The U.S. Supreme Court this week heard arguments about the validity of a fee the California Teachers Association (CTA) charges nonunion members to cover the cost of representing them in contract negotiations.
In the case, Friedrichs v. California Teachers Association, 10 California teachers and the Christian Educators Association International are challenging California’s so-called fair-share law.
California is one of 23 states with a fair-share law. Such laws permit arrangements between government employers and unions requiring nonunion employees to pay an agency fee equivalent to the dues paid by union employees to cover the cost of general union services like collective bargaining, contract administration and grievance adjustment, which benefit both union and nonunion employees.
In California, public school teachers pay an average of $1,000 annually in union dues unless they opt out of the union at the start of each year. Nonunion members pay an average of $600 in agency fees, meaning the other $400 paid by union members is dedicated to ideological expenditures.
Based on questions the U.S. Supreme Court justices asked during the January 11 presentation of arguments, a majority of the court may be inclined to overrule its prior decision permitting agency fees. Significantly, the ruling in the case would affect agency fees for all public unions, not just CTA.
In 1972, the U.S. Supreme Court ruled in Abood v. Detroit Board of Education that fair-share laws are constitutional. In Abood, the U.S. high court said that agency fee provisions do not unnecessarily interfere with nonunion employees’ First Amendment right to freedom of association, but also clarified that nonunion employees cannot be required to fund a union’s “expression of political views, on behalf of political candidates, or toward the advancement of other ideological causes not germane to its duties as collective-bargaining representative.”
The court acknowledged that there would not always be a clear distinction between collective-bargaining activities and ideological ones, but left that problem for the lower courts to resolve.
The Supreme Court did not require unions to presume that all nonunion employees oppose political uses of their agency fees. Instead, it held that unions must identify what portion of their dues and agency fees are used on ideological activities and either not collect that portion or return it to those employees who clearly express opposition to the unions’ ideological expenditures.
The plaintiffs in the Friedrichs case are asking the court to revisit the Abood decision, and argue that, at least in the case of public unions, all union activity is inherently political because negotiations involve a government employer and have an impact on public policy.
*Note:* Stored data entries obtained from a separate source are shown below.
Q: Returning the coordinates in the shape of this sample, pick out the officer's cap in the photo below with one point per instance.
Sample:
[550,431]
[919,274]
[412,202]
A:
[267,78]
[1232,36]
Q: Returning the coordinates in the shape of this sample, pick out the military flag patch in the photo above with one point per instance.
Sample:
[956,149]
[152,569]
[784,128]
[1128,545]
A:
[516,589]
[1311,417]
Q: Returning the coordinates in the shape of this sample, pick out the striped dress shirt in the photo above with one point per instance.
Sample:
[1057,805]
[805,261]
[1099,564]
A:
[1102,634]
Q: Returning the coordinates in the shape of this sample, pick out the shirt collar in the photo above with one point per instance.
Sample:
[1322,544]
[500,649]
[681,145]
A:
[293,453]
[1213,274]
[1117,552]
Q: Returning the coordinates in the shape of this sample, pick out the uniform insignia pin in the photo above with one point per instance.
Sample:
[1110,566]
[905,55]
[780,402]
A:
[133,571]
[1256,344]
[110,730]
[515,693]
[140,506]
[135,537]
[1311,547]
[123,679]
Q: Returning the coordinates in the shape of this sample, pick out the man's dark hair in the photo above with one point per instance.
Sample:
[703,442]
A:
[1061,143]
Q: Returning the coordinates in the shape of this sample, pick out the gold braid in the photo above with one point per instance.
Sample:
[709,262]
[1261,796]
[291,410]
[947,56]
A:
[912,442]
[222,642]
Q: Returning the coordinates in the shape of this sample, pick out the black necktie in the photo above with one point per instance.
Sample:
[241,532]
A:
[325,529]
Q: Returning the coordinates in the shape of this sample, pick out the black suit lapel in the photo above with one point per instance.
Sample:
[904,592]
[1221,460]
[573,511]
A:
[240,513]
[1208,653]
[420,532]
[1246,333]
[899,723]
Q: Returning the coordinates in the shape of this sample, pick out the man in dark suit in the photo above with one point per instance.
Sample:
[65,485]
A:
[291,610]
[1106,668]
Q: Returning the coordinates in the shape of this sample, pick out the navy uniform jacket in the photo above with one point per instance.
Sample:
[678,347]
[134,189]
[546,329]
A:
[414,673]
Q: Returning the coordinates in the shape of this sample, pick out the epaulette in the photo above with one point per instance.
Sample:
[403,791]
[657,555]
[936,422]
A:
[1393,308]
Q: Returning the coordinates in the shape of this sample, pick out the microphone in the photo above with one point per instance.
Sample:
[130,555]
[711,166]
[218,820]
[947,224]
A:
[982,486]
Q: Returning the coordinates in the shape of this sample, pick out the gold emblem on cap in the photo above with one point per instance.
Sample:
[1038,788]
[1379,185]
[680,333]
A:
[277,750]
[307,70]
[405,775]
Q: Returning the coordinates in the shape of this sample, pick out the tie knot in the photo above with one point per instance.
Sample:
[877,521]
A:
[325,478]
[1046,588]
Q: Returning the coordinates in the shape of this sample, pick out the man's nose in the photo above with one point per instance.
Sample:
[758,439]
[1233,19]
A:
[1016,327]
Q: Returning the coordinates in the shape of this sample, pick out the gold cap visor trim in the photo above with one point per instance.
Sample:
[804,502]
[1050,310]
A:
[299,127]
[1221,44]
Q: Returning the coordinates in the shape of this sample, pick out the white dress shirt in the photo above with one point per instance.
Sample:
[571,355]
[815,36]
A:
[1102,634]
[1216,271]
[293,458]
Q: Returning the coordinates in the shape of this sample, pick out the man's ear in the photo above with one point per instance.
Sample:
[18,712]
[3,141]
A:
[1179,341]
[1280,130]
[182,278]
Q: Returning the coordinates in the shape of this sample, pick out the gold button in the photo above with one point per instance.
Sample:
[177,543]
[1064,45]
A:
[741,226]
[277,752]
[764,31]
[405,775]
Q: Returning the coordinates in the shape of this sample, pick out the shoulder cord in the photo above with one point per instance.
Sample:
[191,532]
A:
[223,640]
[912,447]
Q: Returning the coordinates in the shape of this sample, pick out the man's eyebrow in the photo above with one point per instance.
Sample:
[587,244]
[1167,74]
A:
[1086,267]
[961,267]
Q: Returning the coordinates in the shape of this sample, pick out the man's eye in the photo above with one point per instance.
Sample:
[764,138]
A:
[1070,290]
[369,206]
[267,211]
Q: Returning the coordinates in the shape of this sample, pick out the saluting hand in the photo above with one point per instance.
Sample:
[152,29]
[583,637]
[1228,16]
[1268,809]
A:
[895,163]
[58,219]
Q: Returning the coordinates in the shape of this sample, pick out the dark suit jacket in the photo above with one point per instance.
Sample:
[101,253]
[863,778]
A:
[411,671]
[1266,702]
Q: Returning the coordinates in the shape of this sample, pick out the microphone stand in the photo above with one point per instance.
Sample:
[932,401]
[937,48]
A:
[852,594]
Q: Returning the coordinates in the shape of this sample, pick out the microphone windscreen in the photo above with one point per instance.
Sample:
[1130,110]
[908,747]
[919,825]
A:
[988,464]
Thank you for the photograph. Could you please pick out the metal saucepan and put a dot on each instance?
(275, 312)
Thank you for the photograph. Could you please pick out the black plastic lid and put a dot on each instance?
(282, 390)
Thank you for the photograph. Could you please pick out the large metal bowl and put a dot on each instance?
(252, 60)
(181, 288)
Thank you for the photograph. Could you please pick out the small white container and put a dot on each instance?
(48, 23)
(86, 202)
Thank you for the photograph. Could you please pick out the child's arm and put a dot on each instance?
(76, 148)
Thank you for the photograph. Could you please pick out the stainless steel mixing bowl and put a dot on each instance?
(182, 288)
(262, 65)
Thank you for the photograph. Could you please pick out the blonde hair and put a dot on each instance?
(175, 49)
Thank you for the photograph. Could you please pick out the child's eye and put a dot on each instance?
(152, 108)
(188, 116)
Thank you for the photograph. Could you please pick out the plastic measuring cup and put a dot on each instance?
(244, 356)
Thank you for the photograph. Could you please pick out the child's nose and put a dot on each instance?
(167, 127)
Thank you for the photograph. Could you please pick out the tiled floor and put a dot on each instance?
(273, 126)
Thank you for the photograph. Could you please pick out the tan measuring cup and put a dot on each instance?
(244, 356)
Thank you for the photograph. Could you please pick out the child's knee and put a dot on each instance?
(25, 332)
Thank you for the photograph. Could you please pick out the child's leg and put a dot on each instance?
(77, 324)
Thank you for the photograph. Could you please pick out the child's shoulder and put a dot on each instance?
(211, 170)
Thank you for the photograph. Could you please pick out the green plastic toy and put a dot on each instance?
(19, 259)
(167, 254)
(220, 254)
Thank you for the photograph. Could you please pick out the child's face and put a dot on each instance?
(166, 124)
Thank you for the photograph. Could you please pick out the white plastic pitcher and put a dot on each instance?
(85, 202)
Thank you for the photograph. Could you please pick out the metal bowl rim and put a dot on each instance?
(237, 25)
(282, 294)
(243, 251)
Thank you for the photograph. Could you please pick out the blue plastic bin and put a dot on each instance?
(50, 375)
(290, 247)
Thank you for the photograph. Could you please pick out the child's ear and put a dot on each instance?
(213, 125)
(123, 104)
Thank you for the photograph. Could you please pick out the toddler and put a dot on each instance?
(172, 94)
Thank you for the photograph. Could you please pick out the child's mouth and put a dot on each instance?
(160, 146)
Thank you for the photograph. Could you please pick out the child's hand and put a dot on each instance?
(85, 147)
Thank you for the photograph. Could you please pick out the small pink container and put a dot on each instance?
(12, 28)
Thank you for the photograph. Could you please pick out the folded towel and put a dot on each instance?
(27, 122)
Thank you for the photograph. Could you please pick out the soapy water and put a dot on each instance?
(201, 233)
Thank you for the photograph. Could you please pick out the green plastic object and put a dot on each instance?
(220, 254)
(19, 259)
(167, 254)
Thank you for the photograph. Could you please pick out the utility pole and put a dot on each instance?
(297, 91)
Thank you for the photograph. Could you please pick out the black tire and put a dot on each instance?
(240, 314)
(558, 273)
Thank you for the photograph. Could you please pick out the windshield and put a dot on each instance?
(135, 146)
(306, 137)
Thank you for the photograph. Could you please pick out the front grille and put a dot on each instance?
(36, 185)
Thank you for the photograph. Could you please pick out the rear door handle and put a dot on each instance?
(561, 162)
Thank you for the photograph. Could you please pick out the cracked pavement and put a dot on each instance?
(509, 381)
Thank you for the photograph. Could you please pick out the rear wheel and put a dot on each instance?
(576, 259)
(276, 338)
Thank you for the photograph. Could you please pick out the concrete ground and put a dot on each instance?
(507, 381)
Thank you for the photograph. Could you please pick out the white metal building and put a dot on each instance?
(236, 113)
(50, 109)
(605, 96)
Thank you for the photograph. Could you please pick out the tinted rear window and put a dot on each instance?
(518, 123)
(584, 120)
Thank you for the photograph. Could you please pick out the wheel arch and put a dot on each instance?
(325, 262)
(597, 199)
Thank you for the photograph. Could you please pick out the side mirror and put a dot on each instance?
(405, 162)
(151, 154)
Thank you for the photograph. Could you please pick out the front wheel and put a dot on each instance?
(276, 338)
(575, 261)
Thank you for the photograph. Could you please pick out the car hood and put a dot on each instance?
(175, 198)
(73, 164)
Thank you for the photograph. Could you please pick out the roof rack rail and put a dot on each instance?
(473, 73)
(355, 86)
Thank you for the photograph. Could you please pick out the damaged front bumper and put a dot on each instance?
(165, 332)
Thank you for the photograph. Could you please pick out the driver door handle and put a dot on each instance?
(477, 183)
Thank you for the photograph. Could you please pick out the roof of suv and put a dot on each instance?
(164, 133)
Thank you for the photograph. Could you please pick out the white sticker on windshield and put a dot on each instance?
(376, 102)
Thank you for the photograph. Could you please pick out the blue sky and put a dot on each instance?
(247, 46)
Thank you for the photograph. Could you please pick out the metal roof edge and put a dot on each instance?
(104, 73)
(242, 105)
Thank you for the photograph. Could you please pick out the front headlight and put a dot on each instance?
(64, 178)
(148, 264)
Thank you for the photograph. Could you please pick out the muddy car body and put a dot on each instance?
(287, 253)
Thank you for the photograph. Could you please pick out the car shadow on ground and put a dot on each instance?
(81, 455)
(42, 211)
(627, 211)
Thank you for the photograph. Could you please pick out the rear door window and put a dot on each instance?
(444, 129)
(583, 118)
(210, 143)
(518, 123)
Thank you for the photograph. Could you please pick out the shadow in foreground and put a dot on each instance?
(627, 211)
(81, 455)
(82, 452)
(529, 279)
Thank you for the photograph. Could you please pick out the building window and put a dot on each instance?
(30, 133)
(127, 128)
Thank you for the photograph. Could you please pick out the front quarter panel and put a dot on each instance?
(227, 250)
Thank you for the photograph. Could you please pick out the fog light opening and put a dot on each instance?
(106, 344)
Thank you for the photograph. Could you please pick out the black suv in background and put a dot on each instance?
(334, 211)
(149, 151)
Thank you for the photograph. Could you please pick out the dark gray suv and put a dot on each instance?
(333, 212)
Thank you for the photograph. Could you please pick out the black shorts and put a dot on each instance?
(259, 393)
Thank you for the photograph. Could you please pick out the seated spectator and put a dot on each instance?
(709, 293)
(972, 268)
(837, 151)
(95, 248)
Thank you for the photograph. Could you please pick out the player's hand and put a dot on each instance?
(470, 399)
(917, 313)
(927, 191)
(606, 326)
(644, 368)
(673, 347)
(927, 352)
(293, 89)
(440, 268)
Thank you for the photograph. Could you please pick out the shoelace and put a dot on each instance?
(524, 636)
As a result, they argue, fair-share laws force nonunion employees to fund political speech they do not necessarily agree with, in violation of the First Amendment.
Worth noting: Wisconsin repealed its fair-share law in 2011, and since then, a third of the state’s teachers have stopped paying their dues.
If the Supreme Court overturns Abood and a similar percentage of teachers in California opt out, CTA could lose nearly $100 million in annual income. Between 2001 and 2010, CTA spent $211 million on political activities, nearly twice as much as any other organization in the state.